Na Paraná Pesquisas, divulgada em novembro, Flávio aparece com 19,7% das intenções de voto no primeiro turno. Nas contas de aliados, esse percentual poderia levá-lo ao segundo turno contra o presidente Luiz Inácio Lula da Silva (PT). Em cenário de segundo turno, o primogênito de Bolsonaro aparece com 38,6% contra 45,4% do petista.

Ao mesmo tempo, ele afirma que a falta de um partido controlado pela família torna o grupo político do ex-presidente frágil. Hoje, toda a família e aliados estão no PL, sigla do Valdemar da Costa Neto.
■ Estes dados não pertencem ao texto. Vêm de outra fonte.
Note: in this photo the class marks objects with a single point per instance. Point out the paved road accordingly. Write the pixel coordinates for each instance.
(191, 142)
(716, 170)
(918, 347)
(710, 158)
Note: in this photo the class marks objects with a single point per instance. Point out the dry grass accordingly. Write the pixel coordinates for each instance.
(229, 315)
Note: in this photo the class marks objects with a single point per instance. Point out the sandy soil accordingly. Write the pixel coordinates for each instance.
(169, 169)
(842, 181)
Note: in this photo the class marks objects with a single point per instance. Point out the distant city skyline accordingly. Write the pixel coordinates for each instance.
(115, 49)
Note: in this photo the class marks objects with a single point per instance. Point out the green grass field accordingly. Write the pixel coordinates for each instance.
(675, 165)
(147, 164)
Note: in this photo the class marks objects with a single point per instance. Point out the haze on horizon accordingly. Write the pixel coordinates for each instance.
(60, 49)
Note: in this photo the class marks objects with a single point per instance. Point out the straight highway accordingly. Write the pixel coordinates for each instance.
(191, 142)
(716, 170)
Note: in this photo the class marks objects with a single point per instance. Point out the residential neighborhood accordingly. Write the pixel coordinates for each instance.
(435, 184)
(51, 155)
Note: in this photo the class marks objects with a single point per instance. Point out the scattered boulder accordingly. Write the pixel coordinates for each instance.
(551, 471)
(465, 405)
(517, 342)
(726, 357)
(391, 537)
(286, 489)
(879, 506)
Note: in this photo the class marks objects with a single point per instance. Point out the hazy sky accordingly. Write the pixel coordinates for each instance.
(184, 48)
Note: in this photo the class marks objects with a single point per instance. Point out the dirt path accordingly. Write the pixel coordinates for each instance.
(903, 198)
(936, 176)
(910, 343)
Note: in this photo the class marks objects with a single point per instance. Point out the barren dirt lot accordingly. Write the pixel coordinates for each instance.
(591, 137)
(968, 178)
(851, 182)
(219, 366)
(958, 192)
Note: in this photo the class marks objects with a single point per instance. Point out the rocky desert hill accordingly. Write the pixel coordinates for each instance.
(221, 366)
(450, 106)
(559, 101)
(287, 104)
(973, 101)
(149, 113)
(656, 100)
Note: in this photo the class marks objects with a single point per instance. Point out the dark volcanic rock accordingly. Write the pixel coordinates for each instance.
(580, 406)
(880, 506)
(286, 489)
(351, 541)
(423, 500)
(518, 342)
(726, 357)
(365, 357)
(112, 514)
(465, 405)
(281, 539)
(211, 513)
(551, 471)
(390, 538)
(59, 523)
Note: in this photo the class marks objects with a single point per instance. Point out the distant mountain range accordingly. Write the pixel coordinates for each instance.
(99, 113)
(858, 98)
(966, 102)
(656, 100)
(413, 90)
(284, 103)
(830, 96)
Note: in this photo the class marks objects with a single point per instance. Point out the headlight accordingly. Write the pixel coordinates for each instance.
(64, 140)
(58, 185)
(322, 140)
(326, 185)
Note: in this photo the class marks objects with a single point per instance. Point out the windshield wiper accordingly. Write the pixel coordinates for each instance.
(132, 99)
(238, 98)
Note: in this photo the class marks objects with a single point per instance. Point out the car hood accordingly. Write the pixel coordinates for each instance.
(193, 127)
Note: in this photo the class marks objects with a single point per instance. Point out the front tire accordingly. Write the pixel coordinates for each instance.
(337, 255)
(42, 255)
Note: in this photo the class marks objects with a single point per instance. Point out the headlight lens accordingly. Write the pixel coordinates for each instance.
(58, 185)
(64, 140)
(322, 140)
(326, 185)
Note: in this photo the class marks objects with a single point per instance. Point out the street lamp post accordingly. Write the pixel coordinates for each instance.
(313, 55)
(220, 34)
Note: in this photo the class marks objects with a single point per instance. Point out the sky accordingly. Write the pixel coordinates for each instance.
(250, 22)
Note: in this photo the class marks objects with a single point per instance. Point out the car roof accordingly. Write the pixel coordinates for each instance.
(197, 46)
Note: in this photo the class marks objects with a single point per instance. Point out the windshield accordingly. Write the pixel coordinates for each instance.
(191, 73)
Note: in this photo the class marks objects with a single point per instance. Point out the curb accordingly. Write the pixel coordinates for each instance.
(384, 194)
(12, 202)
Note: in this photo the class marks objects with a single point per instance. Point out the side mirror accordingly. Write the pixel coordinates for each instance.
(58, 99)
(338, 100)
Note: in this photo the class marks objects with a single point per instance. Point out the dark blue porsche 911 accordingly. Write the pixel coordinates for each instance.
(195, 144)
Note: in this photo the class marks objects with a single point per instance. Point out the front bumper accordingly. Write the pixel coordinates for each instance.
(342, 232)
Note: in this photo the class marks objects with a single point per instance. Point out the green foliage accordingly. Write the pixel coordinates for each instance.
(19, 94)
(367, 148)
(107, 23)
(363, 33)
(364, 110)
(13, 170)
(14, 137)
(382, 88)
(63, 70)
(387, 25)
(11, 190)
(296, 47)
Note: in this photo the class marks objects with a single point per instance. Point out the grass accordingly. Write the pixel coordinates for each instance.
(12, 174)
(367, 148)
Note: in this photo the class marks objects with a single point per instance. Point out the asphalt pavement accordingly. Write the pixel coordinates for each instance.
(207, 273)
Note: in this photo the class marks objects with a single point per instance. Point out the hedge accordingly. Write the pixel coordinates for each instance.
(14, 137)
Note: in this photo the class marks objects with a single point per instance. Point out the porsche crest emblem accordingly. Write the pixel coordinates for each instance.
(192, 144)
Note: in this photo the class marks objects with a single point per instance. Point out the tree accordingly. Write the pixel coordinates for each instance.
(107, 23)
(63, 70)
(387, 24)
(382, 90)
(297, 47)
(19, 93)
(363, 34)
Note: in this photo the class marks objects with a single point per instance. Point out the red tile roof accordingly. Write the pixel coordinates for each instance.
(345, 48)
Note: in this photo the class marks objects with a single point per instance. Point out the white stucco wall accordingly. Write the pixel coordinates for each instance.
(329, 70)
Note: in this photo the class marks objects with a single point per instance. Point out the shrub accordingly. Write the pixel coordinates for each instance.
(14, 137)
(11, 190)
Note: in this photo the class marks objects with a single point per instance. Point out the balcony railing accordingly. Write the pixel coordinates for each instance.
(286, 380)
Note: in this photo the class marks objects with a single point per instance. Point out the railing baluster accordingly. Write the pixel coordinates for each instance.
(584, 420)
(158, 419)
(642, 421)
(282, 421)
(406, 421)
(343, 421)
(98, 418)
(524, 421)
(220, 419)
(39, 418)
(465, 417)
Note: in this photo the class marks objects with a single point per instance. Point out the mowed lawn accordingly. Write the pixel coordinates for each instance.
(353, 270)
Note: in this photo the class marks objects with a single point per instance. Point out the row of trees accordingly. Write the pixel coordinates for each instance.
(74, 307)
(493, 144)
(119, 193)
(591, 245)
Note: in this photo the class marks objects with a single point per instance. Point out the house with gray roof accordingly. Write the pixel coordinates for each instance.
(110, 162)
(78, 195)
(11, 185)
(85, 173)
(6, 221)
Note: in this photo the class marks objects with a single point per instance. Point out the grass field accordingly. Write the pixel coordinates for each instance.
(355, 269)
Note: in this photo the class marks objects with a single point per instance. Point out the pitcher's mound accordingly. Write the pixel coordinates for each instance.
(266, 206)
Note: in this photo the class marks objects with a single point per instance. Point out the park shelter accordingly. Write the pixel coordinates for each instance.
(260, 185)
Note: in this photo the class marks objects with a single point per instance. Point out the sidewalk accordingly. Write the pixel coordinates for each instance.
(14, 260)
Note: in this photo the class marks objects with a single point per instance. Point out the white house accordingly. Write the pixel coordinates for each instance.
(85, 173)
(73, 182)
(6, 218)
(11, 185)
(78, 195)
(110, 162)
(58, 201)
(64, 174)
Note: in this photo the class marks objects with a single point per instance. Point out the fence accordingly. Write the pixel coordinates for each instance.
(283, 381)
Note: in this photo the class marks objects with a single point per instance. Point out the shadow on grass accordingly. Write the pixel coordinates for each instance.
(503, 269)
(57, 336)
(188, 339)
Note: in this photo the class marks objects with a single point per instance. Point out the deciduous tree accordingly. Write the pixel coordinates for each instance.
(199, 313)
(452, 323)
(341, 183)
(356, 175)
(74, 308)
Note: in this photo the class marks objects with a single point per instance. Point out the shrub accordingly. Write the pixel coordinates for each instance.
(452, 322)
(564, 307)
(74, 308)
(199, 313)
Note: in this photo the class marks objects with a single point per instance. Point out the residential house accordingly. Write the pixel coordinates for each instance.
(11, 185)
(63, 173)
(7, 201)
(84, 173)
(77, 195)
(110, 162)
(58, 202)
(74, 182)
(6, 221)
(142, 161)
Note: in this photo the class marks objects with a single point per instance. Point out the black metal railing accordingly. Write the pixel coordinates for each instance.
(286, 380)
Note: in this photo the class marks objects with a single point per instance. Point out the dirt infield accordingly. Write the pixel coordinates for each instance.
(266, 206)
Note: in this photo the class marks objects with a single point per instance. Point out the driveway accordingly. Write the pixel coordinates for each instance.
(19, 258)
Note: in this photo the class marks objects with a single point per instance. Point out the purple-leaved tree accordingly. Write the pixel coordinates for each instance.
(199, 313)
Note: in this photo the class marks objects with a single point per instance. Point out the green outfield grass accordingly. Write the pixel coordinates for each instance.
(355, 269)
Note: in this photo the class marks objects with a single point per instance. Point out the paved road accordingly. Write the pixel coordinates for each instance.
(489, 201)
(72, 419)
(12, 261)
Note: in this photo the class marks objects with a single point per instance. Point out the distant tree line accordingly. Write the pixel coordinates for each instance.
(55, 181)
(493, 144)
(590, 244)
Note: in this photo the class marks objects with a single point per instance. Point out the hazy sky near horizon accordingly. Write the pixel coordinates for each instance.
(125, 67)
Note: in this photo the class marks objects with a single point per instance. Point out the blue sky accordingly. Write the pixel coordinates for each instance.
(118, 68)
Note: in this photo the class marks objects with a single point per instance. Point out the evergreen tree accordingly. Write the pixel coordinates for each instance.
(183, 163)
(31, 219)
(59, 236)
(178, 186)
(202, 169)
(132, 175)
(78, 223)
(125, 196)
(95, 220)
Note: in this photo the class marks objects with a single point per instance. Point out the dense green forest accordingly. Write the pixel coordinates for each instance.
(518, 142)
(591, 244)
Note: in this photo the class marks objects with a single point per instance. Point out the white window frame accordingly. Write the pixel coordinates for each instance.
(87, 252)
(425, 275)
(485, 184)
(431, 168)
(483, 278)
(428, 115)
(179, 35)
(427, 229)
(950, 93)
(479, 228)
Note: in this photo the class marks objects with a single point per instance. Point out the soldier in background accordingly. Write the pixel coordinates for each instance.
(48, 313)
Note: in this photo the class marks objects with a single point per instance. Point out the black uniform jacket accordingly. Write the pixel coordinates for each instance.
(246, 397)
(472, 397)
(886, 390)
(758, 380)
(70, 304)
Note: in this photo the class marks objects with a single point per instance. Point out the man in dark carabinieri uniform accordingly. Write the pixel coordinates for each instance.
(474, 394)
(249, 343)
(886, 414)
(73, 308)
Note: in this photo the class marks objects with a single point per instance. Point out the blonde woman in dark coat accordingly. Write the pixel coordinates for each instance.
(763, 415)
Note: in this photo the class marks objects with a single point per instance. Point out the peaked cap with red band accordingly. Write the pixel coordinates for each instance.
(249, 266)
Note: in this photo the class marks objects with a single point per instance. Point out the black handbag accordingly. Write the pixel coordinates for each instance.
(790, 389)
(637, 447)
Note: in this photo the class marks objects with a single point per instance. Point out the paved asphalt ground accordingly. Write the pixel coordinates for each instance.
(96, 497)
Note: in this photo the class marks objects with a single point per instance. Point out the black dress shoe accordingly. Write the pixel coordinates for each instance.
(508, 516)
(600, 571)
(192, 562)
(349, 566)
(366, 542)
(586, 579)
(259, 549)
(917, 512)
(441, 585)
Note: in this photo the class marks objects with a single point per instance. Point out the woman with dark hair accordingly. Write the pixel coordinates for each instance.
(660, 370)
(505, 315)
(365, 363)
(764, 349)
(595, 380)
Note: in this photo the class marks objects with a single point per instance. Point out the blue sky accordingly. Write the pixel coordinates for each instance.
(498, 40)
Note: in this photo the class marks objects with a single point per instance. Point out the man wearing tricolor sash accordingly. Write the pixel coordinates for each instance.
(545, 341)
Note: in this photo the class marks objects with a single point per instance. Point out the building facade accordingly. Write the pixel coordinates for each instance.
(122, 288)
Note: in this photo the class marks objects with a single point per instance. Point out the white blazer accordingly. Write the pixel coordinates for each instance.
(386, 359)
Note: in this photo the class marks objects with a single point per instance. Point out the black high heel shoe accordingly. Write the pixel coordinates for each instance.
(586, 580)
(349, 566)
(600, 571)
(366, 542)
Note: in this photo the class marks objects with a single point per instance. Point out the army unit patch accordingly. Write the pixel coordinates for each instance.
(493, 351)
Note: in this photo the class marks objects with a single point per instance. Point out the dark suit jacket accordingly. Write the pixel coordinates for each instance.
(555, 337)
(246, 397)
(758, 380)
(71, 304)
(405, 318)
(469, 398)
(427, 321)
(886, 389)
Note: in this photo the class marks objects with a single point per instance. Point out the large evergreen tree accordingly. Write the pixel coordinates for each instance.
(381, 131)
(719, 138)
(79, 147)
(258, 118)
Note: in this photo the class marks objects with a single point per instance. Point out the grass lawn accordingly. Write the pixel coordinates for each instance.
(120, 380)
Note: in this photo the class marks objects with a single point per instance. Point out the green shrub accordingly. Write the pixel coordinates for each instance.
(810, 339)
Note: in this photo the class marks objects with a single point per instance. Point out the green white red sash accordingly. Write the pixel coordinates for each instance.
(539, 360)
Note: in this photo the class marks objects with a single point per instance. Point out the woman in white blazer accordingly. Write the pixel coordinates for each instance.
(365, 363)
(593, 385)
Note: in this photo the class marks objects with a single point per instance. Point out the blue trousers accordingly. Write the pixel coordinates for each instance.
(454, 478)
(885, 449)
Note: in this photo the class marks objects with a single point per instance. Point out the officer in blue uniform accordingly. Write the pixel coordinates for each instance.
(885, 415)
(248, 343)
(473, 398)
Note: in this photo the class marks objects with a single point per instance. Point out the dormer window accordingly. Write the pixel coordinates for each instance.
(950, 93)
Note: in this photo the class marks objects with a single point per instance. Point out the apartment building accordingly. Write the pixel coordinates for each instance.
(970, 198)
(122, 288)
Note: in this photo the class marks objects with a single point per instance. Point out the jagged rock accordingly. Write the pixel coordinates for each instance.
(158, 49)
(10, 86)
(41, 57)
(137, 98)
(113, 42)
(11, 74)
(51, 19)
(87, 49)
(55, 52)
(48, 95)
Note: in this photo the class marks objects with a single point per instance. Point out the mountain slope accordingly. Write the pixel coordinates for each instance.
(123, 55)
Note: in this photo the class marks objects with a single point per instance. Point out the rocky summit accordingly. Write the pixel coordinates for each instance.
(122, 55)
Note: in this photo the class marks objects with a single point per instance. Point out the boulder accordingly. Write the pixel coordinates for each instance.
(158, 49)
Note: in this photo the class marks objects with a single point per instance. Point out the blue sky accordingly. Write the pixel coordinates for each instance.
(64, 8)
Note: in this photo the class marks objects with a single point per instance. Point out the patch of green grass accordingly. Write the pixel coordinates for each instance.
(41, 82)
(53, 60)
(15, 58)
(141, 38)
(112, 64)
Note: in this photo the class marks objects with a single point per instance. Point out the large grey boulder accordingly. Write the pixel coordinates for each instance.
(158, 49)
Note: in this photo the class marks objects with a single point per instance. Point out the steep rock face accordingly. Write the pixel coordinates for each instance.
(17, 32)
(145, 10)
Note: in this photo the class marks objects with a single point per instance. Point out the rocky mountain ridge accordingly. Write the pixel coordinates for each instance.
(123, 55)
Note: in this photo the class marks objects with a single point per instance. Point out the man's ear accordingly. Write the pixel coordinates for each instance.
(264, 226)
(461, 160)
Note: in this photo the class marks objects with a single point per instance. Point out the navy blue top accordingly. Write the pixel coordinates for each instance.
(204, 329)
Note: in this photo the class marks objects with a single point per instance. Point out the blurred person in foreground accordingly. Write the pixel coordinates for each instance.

"O bolsonarismo é muito frágil porque, ao não ter construído uma estrutura burocrática, é dependente de outras forças para manter a imagem do Bolsonaro viva", afirma.

Disputa sobre quem errar menos

Para Creomar, a eleição se desenha novamente como uma corrida do lulopetismo contra o bolsonarismo e ganhará quem errar menos. Ele defende ainda que será a eleição da transferência do legado. "É um jogo de quem erra menos. Porque todo mundo tem errado muito e dado munição para o outro lado", afirma.

O CEO da Dharma avalia que de partida o movimento favorece o presidente Luiz Inácio Lula da Silva (PT), pois inclui o fator polarizante na disputa presidencial. "O Lula chega à eleição pior do que ele imaginava em 2023, mas melhor do que em janeiro de 2025. O governo Lula tem suas falhas, mas ainda tem muita força. Ele precisa da polarização, porque, sem ela, teria mais dificuldade em manter a mobilização. O Lula sempre ganhou eleições polarizando", diz.

Leia a entrevista completa com Creomar de Souza, CEO da consultoria de análise de risco político Dharma.

Como você vê o cenário desenhado para 2026? 

Hoje, 5 de dezembro, temos uma probabilidade de que o Flávio seja candidato. Sabemos que tudo muda, mas ele está se consolidando. Vínhamos avisando aos clientes há algumas semanas que esse era o cenário base. Em termos de grandes tendências, o que posso dizer é que a eleição será, efetivamente, entre o lulopetismo e o bolsonarismo. Nos nomes, o que sempre observamos com cautela é que o próprio Lula disse que era candidato, mas, dias depois, disse que ia pensar até março e depois voltou atrás de novo.

Por que esses movimentos acontecem? 

Isso acontece porque as coisas mudam muito rápido. Em janeiro, o governo estava numa situação em que o Lula tinha muito claro que não valeria a pena o risco de destruir sua própria biografia, que já é, em determinado sentido, triunfante ao sair da prisão e se tornar presidente. Aí vem toda a celeuma do Eduardo Bolsonaro nos Estados Unidos e todos os desdobramentos daí derivados, e o Lula vê que está em um ótimo momento. Mas vem a operação Contenção no Rio de Janeiro e o governo bate cabeça de novo — além de outras falas do presidente, como aquela sobre a relação entre usuários de drogas e traficantes. O que temos visto até aqui é que me parece uma corrida do lulopetismo contra o bolsonarismo, em que quem errar menos vai levar. Porque todo mundo tem errado muito e dado munição ao outro lado.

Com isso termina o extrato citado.